Tu boca, aún en mí, es una larga circunstancia que acontece con dulce morbidez.
Sierpe tu lengua envolvedora de los pensamientos que me acosan el día con tu nombre, hecho todo de oscuras maravillas constantemente deformadas.
Duermo en tu espacio de enredadera fiel, gustoso de tu hiedra venenosa que me traspasa el sueño y la vigilia como una escolopendra irrefrenable.
Me acuno en tu costado doloroso.
Me bebo tu costilla de las penas y horado mi garganta con tu piel.
Muerdo el sollozo con el hambre estéril, en lo estéril del sino despiadado.
Luego, la soledad y toda el ansia. La inconclusión y el ansia. La soledad y el ritmo del vacío, la nada de la nada y el silencio, como un incendio de agua, aquí, en mis ojos. Como un incendio de agua.
Si no estás, tampoco estoy.
Tampoco.
Llevo tiempo sin escribir algo que realmente me satisfaga; algo que me recuerde el escritor que siempre he sido.
La escritura ha dejado de curarme porque ya no tiene nada que salvar. Todo está exageradamente destrozado una y mil veces sobre el mismo destrozo, y ya no le queda a la escritura un espacio sano en que meter la aguja de zurcir.
Es que no hay nada que zurcir en este monstruo de Frankenstein, cosido y vuelto a coser en extraordinarios pedazos que se rompen, rasgan o descosen apenas el monstruo intenta un movimiento.
El escritor aquel se ha transformado en una especie de prenda podrida, una prenda que se ha abandonado a la intemperie durante tanto tiempo que cuando se recuerda que está allí y se intenta su rescate, ya ni siquiera es una tela. Se ha convertido en un cúmulo de hilachas que se agita atrapado en un alambrado entre el que corre un huracán.

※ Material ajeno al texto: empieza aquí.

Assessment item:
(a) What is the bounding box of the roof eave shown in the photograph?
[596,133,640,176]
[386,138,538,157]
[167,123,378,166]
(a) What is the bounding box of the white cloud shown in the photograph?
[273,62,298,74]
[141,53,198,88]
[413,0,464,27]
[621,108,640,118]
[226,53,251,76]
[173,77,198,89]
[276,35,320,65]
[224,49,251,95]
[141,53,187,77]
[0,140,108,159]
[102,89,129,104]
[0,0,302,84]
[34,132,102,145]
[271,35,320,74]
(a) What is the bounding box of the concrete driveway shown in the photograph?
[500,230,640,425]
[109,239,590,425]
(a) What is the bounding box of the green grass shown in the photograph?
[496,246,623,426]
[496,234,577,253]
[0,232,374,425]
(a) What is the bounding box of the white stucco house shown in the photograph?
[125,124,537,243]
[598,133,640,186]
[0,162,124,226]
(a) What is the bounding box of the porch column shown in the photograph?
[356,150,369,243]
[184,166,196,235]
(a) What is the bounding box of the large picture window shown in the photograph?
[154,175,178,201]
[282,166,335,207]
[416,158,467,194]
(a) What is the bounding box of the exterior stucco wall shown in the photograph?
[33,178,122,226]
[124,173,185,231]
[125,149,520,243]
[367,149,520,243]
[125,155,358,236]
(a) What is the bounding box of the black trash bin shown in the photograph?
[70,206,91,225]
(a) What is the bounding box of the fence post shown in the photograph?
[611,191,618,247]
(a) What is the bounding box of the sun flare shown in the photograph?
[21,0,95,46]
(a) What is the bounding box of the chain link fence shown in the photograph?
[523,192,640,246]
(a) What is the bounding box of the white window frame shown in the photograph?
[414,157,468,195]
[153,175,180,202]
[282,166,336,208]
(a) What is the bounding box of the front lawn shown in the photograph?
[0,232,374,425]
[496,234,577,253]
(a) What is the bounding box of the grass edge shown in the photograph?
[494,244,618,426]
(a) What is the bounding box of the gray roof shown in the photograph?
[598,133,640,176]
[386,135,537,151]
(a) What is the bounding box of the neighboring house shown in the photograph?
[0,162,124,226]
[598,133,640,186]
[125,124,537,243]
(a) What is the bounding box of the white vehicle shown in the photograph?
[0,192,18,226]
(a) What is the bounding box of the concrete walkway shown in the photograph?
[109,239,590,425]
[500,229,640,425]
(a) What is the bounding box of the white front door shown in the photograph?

Todos llegamos a este tipo de momentos, cuando descubrimos que nos han otorgado un don: el de sufrir.
Pese a que siempre me he reído de aquellos que consideran a la escritura una especie de tortura china que llevar integrada, casi que ahora puedo entenderlos, pese a que nunca ha sido una tortura para mí, sino algo que me ha salvado de la mía propia.
Ni siquiera puedo salir de aquí. Es como estar atrapado en uno de los rizos de un bucle e ir y venir por él, sin desplazamiento que nos lleve al siguiente y al siguiente. Una especie de parálisis, de no tener qué. De no tener para qué.
Así que la escritura ya no me sirve para nada. Ya no puedo salvarme a mí mismo, como toda la vida pude.
Los demonios ya están afuera y no precisan de más exorcismos para manifestarse en un folio. Ya están expurgados y nos observan desde ese afuera al que los hemos y nos hemos condenado.
La vida se transforma en la derrota a la que siempre estuvimos predestinados. Una derrota hecha con montículos de victorias pírricas en las que hemos engañado el ego y la costumbre hasta que, al fin, hemos descubierto el engaño. Una especie de The Truman Show.
La escritura ya no puede salvarme porque no te he salvado. No nos ha salvado.
Ni a ti ni a mí.
El destino nos ha alcanzado igual. Nos ha alcanzado igual.